I've looked into it and it seems we did have a few holes in our model. In particular, MSA has been overlooked and a few of the rarer instructions are also missing. However, the majority are unsupported on the only processor which currently has a SchedModel.
// Exclude micromips instructions
def : InstRW<[], (instregex ".*_MM$", ".*_MMR[0-9]$")> { let Unsupported = 1; }Is that okay?
I believe this works by providing an empty list of scheduling information. Won't this disable the dynamic check for these instructions? As far as I can tell, the Unsupported field only serves as documentation.
Another issue is that, some parts of our instruction are difficult to create regexes for. The examples I'm thinking of are:
- Most of the R6 instructions lack the '_R6' suffix. It was only used where it would otherwise conflict with pre-R6 instructions.
- DSP/MSA/etc. don't have 'DSP'/'MSA'/etc. in their name. They just use the mnemonic.
- When we add R6-only processors like the I6400 we'll want to mark the pre-R6 versions of the '*_R6' instructions unsupported.

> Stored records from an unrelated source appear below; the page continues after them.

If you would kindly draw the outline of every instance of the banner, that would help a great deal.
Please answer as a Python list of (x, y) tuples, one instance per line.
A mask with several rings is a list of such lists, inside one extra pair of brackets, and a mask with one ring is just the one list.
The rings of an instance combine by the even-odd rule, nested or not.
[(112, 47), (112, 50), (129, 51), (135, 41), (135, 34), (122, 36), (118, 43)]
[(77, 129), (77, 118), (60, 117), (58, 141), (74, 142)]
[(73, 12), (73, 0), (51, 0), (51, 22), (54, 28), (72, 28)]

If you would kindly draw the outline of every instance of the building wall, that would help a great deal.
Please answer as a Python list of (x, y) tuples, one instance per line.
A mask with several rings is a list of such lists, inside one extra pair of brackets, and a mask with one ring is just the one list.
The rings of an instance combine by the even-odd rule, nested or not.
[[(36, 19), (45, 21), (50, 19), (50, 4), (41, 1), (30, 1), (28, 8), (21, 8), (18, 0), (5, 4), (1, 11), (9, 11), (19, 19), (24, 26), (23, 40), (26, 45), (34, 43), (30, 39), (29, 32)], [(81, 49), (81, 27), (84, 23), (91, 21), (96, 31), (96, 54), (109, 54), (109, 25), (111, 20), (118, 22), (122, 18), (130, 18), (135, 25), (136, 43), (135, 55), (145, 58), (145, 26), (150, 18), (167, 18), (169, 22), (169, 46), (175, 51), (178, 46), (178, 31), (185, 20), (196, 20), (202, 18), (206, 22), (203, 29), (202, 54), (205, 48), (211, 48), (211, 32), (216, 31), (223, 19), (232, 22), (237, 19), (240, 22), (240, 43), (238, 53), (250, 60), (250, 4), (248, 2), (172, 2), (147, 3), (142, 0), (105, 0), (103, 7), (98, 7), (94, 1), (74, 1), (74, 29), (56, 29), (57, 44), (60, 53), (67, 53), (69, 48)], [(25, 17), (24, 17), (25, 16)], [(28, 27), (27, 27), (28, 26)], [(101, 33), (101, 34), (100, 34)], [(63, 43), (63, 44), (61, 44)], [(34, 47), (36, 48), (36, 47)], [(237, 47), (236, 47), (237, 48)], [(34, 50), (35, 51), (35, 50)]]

At the moment, I'm thinking we could add a class that marks all instructions with a specified Predicate as being unsupported. For example:
def : UnsupportedFeatures<"HasMips3">; // All 64-bit ISA's are unsupported (HasMips3 and any superset are unsupported). def : UnsupportedFeatures<"HasMips32R6">; // All R6 ISA's are unsupported (HasMips32R6 and any superset are unsupported). def : UnsupportedFeatures<"HasCnMips">; // Octeon ASE's are unsupported. .. etc.
Then CodeGenSchedModels::checkCompleteness() could check for unsupported instructions just after the Inst->hasNoSchedulingInfo check. This suggestion deals with the first two examples, but not the third. I don't have a good solution for that one yet. We could solve it by listing each instruction individually but it would be a shame to have to do that for each and every R6 processor we add in the future.
I think marking the scheduling class as Unsupported will result in invalid scheduling info. It might be good to add a dynamic assert ensuring that all scheduling classes are valid if the model is complete.
Hi,
I see you've changed our P5600 model to be incomplete but it is actually complete. We want the compiler to assert if it's asked to schedule an instruction that has no scheduling information since these instructions are not supposed to be possible on the P5600. This assertion will no longer occur with this change.